The Unintended Consequences of Globalization | Prof G Markets

| Podcasts | February 13, 2026 | 99.3 Thousand views | 1:07:44

TL;DR

The video examines Super Bowl advertising patterns as harbingers of economic bubbles—particularly AI's dominance mirroring the 2022 crypto crash—while Cornell professor Ishwar Prasad argues globalization has transformed from a positive-sum engine into a zero-sum geopolitical weapon, trapping the world in a "doom loop" of instability where nations must choose between unreliable US alliances and China's mercantilist expansion.

🏈 Super Bowl Economics 4 insights

Infrastructure strain from halftime viewership

NYC water usage surged by the equivalent of 762,000 toilets flushing simultaneously within 15 minutes after Bad Bunny's performance, demonstrating the event's massive cultural and infrastructural impact.

AI advertising dominance signals market top

AI companies purchased 25% of Super Bowl ads, matching the 2022 peak when FTX and Coinbase dominated before crypto's collapse, and the 1999-2000 tech bubble peak preceding the dot-com crash.

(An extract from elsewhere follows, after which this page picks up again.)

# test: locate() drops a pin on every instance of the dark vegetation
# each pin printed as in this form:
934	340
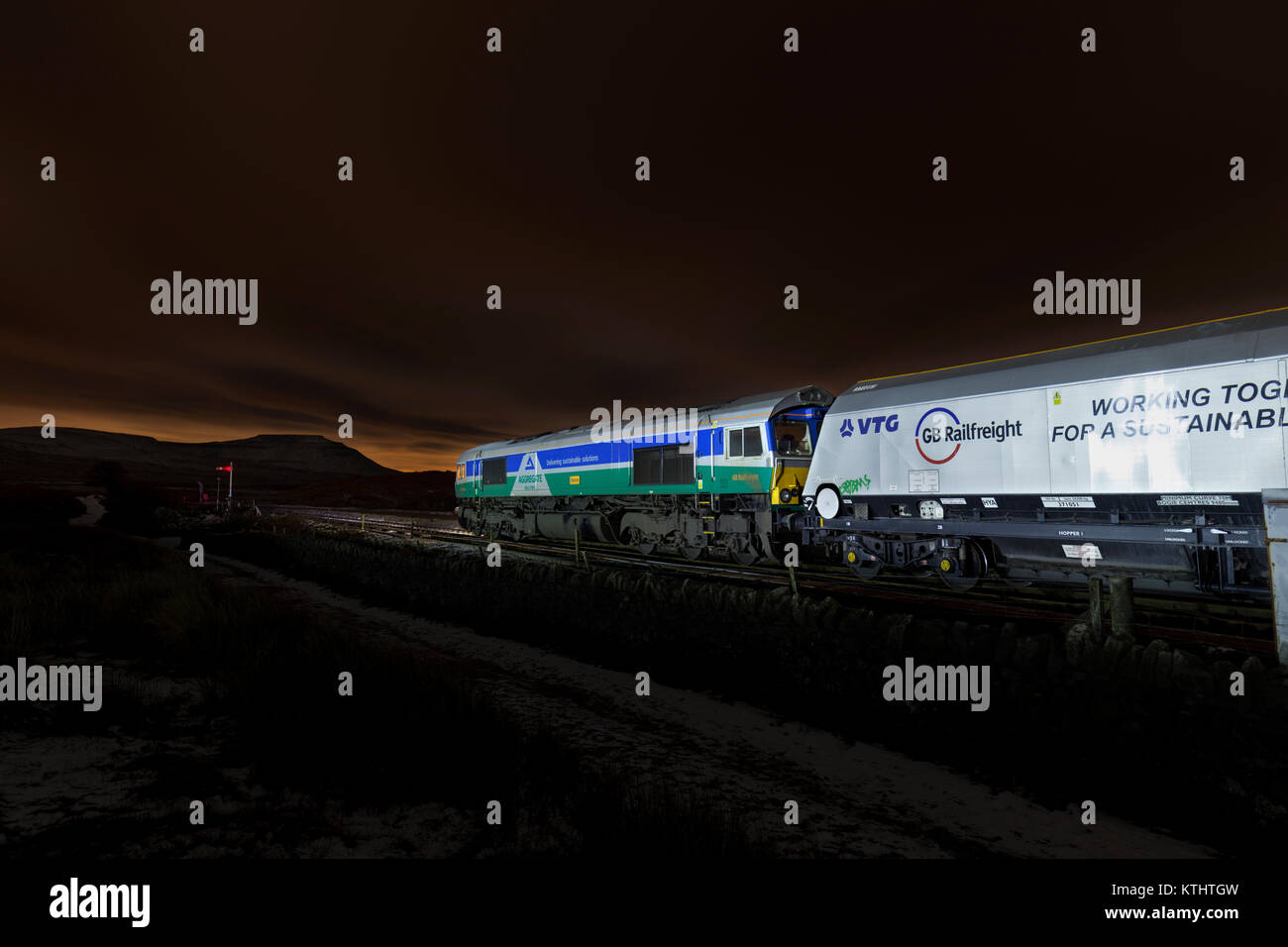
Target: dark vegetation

Shift from gambling to speculation markets

Advertising shifted from gaming sites (MGM, Flutter) to prediction markets (Kalshi, Polymarket), indicating a transfer of market capitalization from traditional betting to financial speculation platforms.

Economic concentration risk

Super Bowl advertising revealed dangerous dependency on just four sectors—AI, crypto, weight-loss drugs, and gambling—to drive growth in the modern economy.

🔄 The Doom Loop Thesis 4 insights

Negative feedback loop of global instability

Ishwar Prasad's book identifies a "doom loop" where economics, domestic politics, and geopolitics are stuck in a negative feedback loop that amplifies disorder rather than reaching equilibrium.

Globalization's zero-sum transformation

Globalization has shifted from a positive-sum game generating mutual benefits to a zero-sum competition, losing its ability to offset inherently zero-sum geopolitical rivalries.

China's trade surplus undermines credibility

China recorded a $1.2 trillion trade surplus, making its economy dependent on global demand while restricting foreign market access, undermining its attempt to pose as the defender of multilateralism at Davos.

Unsavory alternatives for global alliances

Nations now face a choice between an unreliable US that abandons long-standing alliances and a China that exploits trade relationships, forcing smaller countries to "circle the wagons" as instability becomes the norm.

🏛️ Political Fallout of Economic Shifts 3 insights

Politics of resentment

Uneven distribution of globalization's benefits created a disaffected class in developed nations who feel denied economic opportunity, enabling populist politicians to vilify "the other"—whether immigrants, China, or elites—as scapegoats.

Elite capture of political systems

Perceptions that economic elites have captured regulatory and tax policy to secure disproportionate gains from globalization drive support for "blowing up" the system rather than incremental reform.

Erosion of rules-based order

The post-Cold War economic order fractured because some nations (like the US) played by the rules while others (like China) exploited asymmetric market access, creating legitimacy crises for international institutions.

🇺🇸 US Economic Resilience 2 insights

Unique productivity growth

Despite policy uncertainty and tariff threats, the US achieved exceptional post-COVID productivity growth unmatched by other advanced economies, allowing decent employment and restrained inflation.

Dynamism despite volatility

Strong financial markets and economic performance reflect underlying business dynamism that continues to attract investment even as political instability threatens long-term global cooperation.

Bottom Line

Businesses and investors should prepare for prolonged global instability by diversifying across geopolitical blocs and building resilience against tariff wars, as the world order shifts from cooperative globalization to fragmented nationalism where neither the US nor China offers a stable anchor.